Holly Blockley recently completed her master's of arts and bachelor of arts in film studies from Oxford Brookes University. Her master's thesis, titled “Developing Video Game Logic: Cybernetic Theory and Time Loop Cinema,” sought to explore the application of cybernetics to film theory. She will be commencing her PhD in October 2019 where she will be expanding on this research area further by examining the cine-cybernetic approach as a communicative model. She is currently serving as editor for the games studies journal, Press Start, and is based in Oxford, United Kingdom.
Martin Bence is a photographer and architectural illustrator based in Cheshire, England. He has a BA from Edinburgh College of Art, an MA from Manchester Metropolitan University, and is currently studying for a practice based PhD in Photography at Manchester Metropolitan University. Martin’s research interest is in the landscape which exists in the transition between the urban and the rural. His work looks to examine how photography might complicate our perception of such spaces and suggest they offer opportunities to engage with wonder and enchantment in landscapes which characterize contemporary socioeconomic systems and the challenges they present.
Aayushi Gupta is a student in fine arts with a particular interest in critical writing on photography. Her research is primarily interdisciplinary between photography, literature and philosophy. Her key concerns are understanding the evolution of various forms that media-based technologies have led to since their introduction to society and further speculating what the future of photography will be, now that the digital image and Web 2.0 are overpowering various photographic practices.
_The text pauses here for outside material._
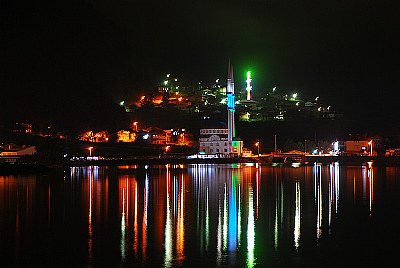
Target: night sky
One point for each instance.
(60, 59)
Natalia Țurcan was born in Chișinău, Republic of Moldova. She studied philology at The State University of Moldova and specialised in Romanian and Greek languages. Natalia Țurcan is also editor at the National Radio of Moldova, where she has been working for more than 10 years in the Department of Children and Teens, realising two programs on air and many shows and radio theatre pieces (writing, performing, and producing). Now she is studying for her master's degree in learning society, multimedia, and show at the University of Bucharest, Center of Excellence in Study of Image. Her passions are theatre, music, and foreign languages.
My favorite part of the conference experience was meeting my fellow Graduate Scholars. We're at approximately the same stage in our academic careers and everyone is doing fascinating work."
Presenting my paper to an interdiciplinary audience and recieving their feedback has provided me with valuable input into the ways of approaching my future research."
I really loved being an active participant in the operational side of the conference. It made this conference stand out for me in comparison with other conferences at which I have attended and presented papers."